Featured snippets are the perfect place for a website to rank, especially when trying to outperform competitors. These small extracts of text appear at the top of the search results, helping to improve click through rates to websites and are often referred to as ranking in ‘position zero’. However, in the past few weeks, Google appears to have reduced the number of featured snippets in the search results.
What does the data show?
On 19th February, some members within the SEO industry had noticed there had been a dramatic drop in the number of featured snippets being shown in the Google search results.
The MozCast Feature Graph tracks changes in major SERP features over time and as seen in the graph below, the percentage of queries which had featured snippets dropped from 7.5% on the 18th February to just 4.5% on the 19th February. Ever since, there has been a continuous decline with only 4.1% of queries having a featured snippet on 3rd March.

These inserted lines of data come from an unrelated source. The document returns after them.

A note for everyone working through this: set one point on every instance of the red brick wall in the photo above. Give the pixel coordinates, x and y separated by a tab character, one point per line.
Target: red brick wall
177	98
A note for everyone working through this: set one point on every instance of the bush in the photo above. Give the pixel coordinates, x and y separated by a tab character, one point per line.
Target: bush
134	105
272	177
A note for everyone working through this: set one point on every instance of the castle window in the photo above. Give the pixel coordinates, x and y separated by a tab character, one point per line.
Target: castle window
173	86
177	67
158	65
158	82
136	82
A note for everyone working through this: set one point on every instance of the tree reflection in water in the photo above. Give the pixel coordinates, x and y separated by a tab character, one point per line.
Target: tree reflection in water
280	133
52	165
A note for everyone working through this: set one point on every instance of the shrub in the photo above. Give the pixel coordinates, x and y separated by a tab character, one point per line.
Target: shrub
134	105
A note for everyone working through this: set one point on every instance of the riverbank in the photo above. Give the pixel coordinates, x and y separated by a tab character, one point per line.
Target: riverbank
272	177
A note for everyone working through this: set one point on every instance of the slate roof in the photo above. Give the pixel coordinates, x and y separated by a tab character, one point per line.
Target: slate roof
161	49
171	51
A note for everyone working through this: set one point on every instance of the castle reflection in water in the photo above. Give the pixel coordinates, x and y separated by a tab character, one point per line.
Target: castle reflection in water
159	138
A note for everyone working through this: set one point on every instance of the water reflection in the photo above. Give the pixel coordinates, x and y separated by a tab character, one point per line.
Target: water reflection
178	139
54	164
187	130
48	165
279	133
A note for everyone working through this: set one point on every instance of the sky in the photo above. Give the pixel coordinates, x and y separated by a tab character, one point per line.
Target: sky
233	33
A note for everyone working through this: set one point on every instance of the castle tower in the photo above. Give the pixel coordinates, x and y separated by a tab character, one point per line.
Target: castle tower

A similar story can be seen by looking at Rank Ranger’s SERP Insights graph, with 9.5% of queries having a featured snippet on 18th February while this dropped to 8.3% a day later with further drops to the lowest point of 8.1% on the 3rd March. Interestingly both of these tools will be tracking different keywords in different niches so it’s clearly apparent in the past few weeks that Google has gradually reduced the number of featured snippets since they were first introduced back in 2014.
What impact will this have?
It’s difficult to pinpoint exactly what impact this may have on a website’s traffic levels as it may only be affecting certain types of queries or sectors. If a website receives a high percentage of traffic from featured snippets but still ranks first when the featured snippet is removed, this is unlikely to affect traffic levels and very little will change. However, if a website’s rank drops to below the top 3 results when the featured snippet is removed, this is likely to cause a significant drop in traffic. Therefore it’s important to keep an eye on Analytics and Search Console data to identify any drop off.
Could this be Google testing out and trialling the impact of showing fewer featured snippets in the search results? Will Google restore the number of featured snippets we saw back in mid-February? This is certainly an area to watch over the next couple of days and weeks as only time will tell.